How to generate all possible combinations of 0-1 matrix in Python?

Question

How can generate all possible combinations of a 0-1 matrix of size K by N?

For example, if I take K=2 and N=2, I get the following combinations.

combination 1
[0, 0;
 0, 0]; 
combination 2
[1, 0;
 0, 0]; 
combination 3
[0, 1;
 0, 0]; 
combination 4
[0, 0;
 1, 0]; 
combination 5
[0, 0;
 0, 1]; 
combination 6
[1, 1;
 0, 0]; 
combination 7
[1, 0;
 1, 0]; 
combination 8
[1, 0;
 0, 1]; 
combination 9
[0, 1;
 1, 0]; 
combination 10
[0, 1;
 0, 1]; 
combination 11
[0, 0;
 1, 1]; 
combination 12
[1, 1;
 1, 0]; 
combination 13
[0, 1;
 1, 1]; 
combination 14
[1, 0;
 1, 1]; 
combination 15
[1, 1;
 0, 1]; 
combination 16
[1, 1;
 1, 1]; 

Answer 1

A one-liner solution with numpy and itertools:

[np.reshape(np.array(i), (K, N)) for i in itertools.product([0, 1], repeat = K*N)]

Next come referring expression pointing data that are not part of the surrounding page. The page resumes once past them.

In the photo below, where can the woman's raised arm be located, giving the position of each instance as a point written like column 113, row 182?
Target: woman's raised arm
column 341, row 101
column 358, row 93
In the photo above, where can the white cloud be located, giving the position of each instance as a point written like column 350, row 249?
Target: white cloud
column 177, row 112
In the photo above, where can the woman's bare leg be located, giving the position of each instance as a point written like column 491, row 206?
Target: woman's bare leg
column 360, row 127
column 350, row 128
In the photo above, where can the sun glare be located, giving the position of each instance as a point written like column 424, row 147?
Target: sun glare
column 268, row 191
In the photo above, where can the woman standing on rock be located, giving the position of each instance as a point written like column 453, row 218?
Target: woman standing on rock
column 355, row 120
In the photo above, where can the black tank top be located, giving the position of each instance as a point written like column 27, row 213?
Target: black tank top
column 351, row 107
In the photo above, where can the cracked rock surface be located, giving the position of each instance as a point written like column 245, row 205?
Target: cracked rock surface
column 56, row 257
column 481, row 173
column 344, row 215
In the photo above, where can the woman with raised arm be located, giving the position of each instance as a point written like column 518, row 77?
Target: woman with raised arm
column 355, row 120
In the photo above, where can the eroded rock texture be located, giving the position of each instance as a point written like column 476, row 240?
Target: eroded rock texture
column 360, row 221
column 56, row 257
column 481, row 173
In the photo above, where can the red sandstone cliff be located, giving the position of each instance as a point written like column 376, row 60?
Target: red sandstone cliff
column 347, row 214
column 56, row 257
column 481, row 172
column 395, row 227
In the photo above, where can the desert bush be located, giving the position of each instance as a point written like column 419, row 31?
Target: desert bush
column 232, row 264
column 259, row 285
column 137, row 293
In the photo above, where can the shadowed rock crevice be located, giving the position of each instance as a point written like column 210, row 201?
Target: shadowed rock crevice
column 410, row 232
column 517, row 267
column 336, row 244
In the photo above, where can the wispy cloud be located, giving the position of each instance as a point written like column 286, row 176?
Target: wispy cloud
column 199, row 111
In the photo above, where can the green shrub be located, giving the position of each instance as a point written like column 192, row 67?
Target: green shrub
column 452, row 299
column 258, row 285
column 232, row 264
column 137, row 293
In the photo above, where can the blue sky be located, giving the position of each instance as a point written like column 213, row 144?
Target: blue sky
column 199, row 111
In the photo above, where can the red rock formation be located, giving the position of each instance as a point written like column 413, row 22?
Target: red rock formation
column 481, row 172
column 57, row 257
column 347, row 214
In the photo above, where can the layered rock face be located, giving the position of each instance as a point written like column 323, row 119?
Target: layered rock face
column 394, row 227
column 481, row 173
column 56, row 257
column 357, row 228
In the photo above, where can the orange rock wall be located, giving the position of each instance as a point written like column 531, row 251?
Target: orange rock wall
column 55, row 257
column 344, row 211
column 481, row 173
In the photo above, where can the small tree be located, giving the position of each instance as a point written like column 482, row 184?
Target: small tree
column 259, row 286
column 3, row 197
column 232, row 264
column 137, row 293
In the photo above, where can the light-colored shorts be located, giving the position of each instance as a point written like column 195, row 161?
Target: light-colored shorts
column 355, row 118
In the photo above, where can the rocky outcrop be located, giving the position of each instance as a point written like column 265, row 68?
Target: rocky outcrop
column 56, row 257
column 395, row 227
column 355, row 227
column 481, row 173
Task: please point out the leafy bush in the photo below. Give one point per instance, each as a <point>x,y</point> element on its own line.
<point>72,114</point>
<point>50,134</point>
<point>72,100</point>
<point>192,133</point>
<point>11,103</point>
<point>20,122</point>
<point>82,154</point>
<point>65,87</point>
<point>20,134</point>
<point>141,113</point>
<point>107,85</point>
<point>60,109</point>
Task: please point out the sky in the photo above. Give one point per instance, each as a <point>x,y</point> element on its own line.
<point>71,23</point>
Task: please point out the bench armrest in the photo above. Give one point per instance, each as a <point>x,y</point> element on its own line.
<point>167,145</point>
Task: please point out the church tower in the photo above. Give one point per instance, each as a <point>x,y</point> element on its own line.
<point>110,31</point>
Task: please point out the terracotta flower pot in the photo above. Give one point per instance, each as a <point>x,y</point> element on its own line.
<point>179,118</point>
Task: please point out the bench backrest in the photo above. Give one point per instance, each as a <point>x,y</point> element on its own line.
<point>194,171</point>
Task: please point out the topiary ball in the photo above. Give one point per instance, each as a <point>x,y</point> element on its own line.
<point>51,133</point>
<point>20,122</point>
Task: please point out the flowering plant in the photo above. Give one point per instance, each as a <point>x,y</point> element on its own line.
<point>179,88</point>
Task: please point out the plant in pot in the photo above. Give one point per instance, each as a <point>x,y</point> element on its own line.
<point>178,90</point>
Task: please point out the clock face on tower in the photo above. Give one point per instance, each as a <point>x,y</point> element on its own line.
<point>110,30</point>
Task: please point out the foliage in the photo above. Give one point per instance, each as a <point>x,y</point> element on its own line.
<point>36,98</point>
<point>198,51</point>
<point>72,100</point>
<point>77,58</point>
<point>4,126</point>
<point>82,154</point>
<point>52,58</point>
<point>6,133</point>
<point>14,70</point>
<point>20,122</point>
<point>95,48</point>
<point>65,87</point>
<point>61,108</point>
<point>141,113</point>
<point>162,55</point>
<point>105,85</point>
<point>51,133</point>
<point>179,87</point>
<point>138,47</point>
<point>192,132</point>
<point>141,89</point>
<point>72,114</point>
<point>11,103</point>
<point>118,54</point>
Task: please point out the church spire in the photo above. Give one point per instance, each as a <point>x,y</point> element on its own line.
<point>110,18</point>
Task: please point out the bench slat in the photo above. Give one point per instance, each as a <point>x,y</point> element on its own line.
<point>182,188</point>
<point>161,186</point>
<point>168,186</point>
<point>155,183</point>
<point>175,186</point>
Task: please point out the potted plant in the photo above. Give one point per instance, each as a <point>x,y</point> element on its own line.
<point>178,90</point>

Explanation: the product function returns a Cartesian product of its input. For instance, product([0, 1], [0, 1]) returns an iterator that comprises all possible permutations of [0, 1] and [0, 1]. In other words, drawing from a product iterator:

for i, j in product([0, 1], [0, 1]):

is actually equivalent to running two nested for-loops:

for i in [0, 1]:
    for j in [0, 1]:

The for-loops above already solve the problem at hand for a specific case of K, N = (1, 0). Continuing the above line of thought, to generate all possible zero/one states of a vector i, we need to draw samples from an iterator that is equivalent to a nested for-loop of depth l, where l = len(i). Luckily, itertools provides the framework to do just that with its repeat keyword argument. In the case of OP's problem this permutation depth should be K*N, so that it can be reshaped into a numpy array of proper sizes during each step of the list comprehension.